Getting Started with Google Sheets

Creating a New Calendar

You can quickly add a new calendar based on a Google Sheet. Here's how.

1. Copy the URL of your Google Sheet

Find the sheet you're interested in and copy the whole URL from your browser's window. 

2. Click "Add New Calendar" in DayBack

Navigate to DayBack's admin settings ( https://app.dayback.com/#/settings) and click on "Google Sheets" in the left-hand sidebar, turning its visibility to "on" if it's not already.

Now click "Add New Calendar" and give your calendar a name. Paste the URL into the field labeled "Google Sheet URL".

Don't see "Google Sheets' in the settings sidebar? Be sure you're logged into DayBack as an administrator.

3. Enter Your Date & Time Format

There are a number of optional fields below the sheet URL that you can use to specify just part of a sheet. Enter those if needed and then find the DayBack setting named "Sheet Date Format". Look at the date format used in your sheet and enter the matching format here. For example, if your sheet shows dates like 2020-04-26, you'd enter YYYY-MM-DD. A list of all the available formats can be found here.
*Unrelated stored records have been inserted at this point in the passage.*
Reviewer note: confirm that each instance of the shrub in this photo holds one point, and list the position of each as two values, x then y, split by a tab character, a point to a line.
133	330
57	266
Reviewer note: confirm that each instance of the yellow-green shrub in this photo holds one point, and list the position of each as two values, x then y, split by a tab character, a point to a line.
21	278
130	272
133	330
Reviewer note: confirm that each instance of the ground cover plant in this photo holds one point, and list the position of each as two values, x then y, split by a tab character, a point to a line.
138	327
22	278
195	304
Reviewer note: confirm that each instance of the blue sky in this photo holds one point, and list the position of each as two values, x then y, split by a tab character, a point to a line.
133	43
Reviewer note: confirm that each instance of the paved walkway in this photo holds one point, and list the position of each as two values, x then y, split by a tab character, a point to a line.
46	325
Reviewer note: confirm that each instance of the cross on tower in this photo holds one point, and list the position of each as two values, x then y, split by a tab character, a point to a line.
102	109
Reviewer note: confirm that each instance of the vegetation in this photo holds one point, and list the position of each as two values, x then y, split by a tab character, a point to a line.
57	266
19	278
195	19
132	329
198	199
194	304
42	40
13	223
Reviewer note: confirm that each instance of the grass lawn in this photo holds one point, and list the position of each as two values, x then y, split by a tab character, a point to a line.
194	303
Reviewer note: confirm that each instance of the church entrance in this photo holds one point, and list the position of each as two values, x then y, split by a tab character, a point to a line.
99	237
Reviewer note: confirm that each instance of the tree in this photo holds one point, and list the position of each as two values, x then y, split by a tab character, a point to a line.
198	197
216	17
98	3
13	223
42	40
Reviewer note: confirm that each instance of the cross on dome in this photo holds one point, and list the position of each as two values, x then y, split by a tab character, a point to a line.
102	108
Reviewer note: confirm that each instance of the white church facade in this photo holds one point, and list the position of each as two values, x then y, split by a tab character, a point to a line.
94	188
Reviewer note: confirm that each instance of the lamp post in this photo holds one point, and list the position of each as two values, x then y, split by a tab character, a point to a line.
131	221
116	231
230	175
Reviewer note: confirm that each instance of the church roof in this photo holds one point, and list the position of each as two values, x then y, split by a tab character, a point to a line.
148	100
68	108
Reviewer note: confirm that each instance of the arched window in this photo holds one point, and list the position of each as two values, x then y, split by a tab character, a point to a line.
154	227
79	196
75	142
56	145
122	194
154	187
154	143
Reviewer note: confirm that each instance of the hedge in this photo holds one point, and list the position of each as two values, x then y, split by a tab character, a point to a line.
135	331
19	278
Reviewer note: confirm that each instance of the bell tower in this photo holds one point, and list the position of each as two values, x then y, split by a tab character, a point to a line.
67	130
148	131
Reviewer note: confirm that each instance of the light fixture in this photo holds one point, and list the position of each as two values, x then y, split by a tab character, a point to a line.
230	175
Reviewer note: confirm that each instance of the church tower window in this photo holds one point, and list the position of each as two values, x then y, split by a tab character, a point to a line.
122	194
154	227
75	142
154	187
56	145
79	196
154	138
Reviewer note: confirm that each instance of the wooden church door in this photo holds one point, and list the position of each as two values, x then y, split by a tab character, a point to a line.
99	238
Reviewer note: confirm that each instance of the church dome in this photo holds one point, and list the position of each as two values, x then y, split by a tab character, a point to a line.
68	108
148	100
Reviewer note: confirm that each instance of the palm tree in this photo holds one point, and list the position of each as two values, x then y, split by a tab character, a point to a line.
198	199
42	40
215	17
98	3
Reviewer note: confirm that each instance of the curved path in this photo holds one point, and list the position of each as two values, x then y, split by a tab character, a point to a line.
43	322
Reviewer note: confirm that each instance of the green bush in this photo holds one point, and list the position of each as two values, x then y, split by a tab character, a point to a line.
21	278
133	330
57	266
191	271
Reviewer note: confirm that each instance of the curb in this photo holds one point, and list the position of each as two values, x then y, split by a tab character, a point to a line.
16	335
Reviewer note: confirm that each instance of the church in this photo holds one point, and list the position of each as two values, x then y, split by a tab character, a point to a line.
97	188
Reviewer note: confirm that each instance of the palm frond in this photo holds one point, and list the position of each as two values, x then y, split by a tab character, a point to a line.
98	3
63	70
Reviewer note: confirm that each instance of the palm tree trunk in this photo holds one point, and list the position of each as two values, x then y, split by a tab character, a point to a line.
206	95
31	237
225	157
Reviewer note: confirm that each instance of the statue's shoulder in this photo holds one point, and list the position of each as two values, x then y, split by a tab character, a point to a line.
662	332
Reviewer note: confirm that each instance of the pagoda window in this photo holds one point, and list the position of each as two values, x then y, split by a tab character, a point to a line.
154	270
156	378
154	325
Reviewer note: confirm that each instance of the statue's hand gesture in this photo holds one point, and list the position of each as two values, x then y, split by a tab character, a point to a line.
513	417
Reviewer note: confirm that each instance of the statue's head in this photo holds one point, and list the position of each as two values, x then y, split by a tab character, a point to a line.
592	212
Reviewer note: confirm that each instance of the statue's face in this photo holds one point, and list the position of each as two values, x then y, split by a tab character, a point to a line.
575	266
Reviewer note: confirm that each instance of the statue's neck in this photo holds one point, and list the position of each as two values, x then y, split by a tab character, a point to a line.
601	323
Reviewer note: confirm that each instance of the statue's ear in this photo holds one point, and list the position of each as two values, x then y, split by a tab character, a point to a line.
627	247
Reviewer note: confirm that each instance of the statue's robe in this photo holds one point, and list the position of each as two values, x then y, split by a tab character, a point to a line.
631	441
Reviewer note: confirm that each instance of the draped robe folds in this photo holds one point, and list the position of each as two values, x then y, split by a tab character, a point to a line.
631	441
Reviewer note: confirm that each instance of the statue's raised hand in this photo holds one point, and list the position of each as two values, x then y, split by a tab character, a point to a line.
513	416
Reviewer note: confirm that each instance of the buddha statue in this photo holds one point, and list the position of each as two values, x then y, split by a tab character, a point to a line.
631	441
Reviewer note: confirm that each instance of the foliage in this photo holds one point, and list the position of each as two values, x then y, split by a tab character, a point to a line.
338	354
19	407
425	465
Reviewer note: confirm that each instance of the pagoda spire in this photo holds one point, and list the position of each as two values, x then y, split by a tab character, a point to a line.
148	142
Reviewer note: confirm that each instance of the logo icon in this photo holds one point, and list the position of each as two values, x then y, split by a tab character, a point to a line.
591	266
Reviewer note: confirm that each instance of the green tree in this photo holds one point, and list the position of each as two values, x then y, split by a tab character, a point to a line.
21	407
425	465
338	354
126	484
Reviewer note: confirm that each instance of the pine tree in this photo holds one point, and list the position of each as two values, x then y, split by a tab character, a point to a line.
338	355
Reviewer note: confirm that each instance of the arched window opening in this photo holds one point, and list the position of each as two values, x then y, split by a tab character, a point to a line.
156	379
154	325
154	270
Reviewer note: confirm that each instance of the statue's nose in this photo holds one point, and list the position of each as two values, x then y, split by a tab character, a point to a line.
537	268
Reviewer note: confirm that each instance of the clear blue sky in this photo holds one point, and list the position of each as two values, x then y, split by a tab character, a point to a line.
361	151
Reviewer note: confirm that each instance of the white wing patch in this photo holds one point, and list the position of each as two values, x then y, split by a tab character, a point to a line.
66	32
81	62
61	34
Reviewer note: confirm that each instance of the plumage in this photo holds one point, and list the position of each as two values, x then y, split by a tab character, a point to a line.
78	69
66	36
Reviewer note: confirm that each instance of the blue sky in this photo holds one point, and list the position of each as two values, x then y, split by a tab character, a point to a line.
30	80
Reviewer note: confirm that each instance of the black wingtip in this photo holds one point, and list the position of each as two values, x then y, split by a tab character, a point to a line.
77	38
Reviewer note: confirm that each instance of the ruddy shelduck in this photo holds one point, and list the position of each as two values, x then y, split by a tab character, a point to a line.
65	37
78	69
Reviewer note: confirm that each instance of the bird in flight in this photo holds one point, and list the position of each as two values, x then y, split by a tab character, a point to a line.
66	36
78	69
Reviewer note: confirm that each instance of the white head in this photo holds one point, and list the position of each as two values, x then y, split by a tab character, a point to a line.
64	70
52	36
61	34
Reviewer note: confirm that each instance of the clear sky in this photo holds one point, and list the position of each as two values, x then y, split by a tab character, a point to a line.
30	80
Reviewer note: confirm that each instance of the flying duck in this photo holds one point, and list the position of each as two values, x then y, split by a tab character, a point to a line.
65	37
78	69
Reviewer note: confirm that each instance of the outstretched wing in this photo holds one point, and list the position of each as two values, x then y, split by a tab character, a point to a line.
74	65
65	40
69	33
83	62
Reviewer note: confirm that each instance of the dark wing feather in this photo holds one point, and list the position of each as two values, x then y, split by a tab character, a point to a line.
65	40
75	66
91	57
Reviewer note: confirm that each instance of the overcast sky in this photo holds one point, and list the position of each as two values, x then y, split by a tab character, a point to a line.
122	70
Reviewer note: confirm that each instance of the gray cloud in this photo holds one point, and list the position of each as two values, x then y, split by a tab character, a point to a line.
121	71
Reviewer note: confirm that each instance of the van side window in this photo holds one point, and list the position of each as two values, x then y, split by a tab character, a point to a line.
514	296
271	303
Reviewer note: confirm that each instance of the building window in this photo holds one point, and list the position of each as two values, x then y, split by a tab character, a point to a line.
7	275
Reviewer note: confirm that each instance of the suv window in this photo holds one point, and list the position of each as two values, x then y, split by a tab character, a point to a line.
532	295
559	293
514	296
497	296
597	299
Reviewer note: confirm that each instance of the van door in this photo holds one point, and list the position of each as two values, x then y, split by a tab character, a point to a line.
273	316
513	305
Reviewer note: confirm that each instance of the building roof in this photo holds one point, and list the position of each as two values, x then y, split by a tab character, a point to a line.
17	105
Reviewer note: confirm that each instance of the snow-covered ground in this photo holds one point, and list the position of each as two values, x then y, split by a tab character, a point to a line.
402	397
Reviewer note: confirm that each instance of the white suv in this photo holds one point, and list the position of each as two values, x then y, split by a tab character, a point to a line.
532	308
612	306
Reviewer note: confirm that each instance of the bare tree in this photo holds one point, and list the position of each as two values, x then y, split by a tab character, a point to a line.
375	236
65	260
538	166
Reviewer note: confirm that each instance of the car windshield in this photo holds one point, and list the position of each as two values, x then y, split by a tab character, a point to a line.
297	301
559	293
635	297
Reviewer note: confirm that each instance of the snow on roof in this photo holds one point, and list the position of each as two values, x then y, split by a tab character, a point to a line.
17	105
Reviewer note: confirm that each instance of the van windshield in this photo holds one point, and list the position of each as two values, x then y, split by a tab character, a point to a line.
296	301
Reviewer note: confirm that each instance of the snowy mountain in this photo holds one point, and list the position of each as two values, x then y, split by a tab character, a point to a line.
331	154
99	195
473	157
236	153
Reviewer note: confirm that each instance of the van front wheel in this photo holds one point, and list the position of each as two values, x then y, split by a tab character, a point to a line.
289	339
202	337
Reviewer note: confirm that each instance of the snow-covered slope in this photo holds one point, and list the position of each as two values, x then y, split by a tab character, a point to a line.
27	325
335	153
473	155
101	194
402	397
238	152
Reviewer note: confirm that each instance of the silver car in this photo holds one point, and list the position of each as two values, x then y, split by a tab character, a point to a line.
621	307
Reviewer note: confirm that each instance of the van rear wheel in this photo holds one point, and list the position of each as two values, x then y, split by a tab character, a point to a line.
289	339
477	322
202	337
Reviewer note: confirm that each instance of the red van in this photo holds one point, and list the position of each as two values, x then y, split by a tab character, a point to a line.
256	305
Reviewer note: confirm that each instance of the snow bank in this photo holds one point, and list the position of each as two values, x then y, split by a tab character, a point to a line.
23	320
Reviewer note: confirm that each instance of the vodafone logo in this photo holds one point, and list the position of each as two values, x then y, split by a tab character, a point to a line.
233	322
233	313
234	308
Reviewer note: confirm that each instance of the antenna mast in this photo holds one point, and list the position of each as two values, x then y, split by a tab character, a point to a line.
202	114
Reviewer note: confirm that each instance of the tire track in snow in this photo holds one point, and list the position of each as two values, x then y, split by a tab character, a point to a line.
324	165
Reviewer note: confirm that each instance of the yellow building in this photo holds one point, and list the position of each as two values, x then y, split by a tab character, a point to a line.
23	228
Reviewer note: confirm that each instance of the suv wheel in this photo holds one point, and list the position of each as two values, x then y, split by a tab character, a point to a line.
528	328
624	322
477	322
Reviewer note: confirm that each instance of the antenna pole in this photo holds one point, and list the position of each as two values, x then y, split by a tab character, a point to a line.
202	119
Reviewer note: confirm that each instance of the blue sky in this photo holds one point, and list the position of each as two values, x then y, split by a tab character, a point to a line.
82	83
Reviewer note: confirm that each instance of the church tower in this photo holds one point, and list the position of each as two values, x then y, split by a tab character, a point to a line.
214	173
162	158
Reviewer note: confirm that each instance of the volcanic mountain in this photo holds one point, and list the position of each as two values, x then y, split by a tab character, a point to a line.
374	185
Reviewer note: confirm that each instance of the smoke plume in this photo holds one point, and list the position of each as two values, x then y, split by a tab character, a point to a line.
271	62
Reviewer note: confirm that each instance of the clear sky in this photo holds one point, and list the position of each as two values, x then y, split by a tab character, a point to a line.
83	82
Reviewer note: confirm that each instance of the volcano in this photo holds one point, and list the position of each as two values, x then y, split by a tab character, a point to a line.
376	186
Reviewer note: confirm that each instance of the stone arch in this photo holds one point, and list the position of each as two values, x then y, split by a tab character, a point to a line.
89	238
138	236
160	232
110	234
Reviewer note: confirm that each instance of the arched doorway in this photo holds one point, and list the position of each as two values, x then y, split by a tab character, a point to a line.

Remember, this isn't the format you wish to see in the calendar: this is how the dates are showing up on your Google Sheet. You're telling DayBack how to interpret your dates.

Once you have the date format done, move to the next field, the "Sheet Time Format." 

4. Enter your sheet's column names into DayBack

Click on "Field Mapping" at the top of the screen and for each calendar field in DayBack, enter the heading of the column for that field. Column names are letters like A or BD.

Do the same on the next tab, creating any custom fields you'd like to see in the calendar. For example, this is where you'll include currency fields to track money.

That's it!

Click "Back to Calendar" in the upper-left of DayBack settings and you should see the rows from your Google Sheet as events on your calendar.


Who Can See Your Sheet?

DayBack respects the sharing options you've assigned to your sheet in Google. So if you want other users in your DayBack group to see your calendar, be sure to edit the sharing options for your sheet and share it with everyone in your G-Suite group.

Note that you don't need to make the sheet "public" in order to share a read-only version of it with DayBack. The sharing feature built into DayBack essentially exports the information visible on the calendar so share recipients don't need access to the original source--your Google Sheet. More here: Publish & Share Your Calendar.